I happened to be reading a book on the KGB before I started reading this, and the situation at the time of the death of Stalin, then Beria, seems to fall in the sense of how this book claims that individuals don't matter to the system. Once Stalin was dead, having served Stalin was of no benefit to Beria. When Stalin was ruler, it was dangerous for anyone to get more votes than Stalin, as Kirov did shortly before his death. The denunciations of Stalin which followed Stalin's death did not end the practices which Stalin had been denounced for engaging in, any more than the attempt to impeach an America president in 1999 prevented any American from lying about his private life under oath forever after.
Long after this book was written, the political system in the Soviet Union started to allow a broader selection of candidates, and Sakharov was the most popular politician in the Soviet Union at the time of his death from a heart attack. Sakharov had been an inventor of a sandwich design hydrogen bomb, which was first successfuly tested by dropping it from an airplane on November 22, 1955, a mere 8 years before an American president died under more suspicious circumstances, possibly related to his support for a ban on such tests.

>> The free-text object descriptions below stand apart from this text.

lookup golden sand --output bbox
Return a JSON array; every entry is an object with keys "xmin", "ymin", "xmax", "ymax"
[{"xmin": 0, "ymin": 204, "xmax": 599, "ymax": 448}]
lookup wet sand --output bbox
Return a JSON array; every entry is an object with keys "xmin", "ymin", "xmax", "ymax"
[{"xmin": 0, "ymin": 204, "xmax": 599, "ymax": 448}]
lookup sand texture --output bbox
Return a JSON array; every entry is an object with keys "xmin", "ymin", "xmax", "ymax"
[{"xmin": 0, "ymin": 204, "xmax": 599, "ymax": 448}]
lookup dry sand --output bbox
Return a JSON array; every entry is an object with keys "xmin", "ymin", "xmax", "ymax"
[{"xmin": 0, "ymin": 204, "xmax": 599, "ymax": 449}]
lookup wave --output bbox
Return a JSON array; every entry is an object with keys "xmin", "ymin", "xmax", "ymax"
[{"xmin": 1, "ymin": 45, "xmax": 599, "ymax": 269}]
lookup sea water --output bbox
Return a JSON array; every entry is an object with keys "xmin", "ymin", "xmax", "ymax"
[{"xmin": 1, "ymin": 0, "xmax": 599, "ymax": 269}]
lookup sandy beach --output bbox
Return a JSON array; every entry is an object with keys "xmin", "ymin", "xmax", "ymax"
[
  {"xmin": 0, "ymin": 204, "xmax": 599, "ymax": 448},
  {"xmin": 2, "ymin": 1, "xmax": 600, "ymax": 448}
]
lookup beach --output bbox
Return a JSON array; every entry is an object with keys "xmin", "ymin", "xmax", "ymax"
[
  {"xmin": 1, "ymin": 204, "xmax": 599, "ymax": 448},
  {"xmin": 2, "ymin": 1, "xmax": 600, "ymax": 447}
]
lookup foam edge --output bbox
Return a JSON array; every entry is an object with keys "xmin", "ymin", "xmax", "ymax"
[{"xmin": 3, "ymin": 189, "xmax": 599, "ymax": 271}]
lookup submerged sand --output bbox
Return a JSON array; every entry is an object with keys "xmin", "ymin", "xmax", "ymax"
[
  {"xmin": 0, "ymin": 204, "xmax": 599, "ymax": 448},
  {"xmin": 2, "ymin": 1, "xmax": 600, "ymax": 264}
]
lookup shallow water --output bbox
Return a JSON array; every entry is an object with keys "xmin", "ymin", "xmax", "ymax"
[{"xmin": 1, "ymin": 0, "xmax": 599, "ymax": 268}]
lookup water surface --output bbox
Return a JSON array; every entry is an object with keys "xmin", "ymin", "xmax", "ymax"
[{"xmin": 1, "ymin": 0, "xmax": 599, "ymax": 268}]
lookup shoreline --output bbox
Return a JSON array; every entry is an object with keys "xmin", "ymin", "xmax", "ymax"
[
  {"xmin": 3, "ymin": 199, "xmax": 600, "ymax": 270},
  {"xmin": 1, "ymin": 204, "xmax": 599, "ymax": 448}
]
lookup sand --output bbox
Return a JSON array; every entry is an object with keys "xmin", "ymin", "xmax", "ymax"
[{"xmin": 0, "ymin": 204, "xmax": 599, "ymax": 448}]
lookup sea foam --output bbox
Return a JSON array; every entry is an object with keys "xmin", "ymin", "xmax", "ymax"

I haven't forgotten that someone posted a message after I had reviewed a book which didn't discuss any nuclear weapons whatever. This shows what kind of thing can happen when a person who reads a lot gets involved with those whose totalitarianism expects more respect than I happen to believe that any media deserve at the moment. Not everything that I have written has been posted, and it might be easiest for me to complain about family values totalitarianism. No one would think that the things which are done are limited to those acts which could be printed in a family newspaper, but the media can use family values as an excuse to ignore the most upsetting stories. Reviews of books are not supposed to get too personal, but sometimes the subject matter of the account makes any attempt to comprehend what is in the book offensive. In my own case, I tried to review a book by Gennifer Flowers called PASSION AND BETRAYAL in which the personal is covered by a little black nightie, but not for long. This might be personally embarrassing for the author and a friend of hers, but the danger that some form of totalianism might be criticized in that book would hardly occur to anyone who did not know about the episode when her neighbor with the video camera was getting beat up by guys who kept asking, "Where's the tape?"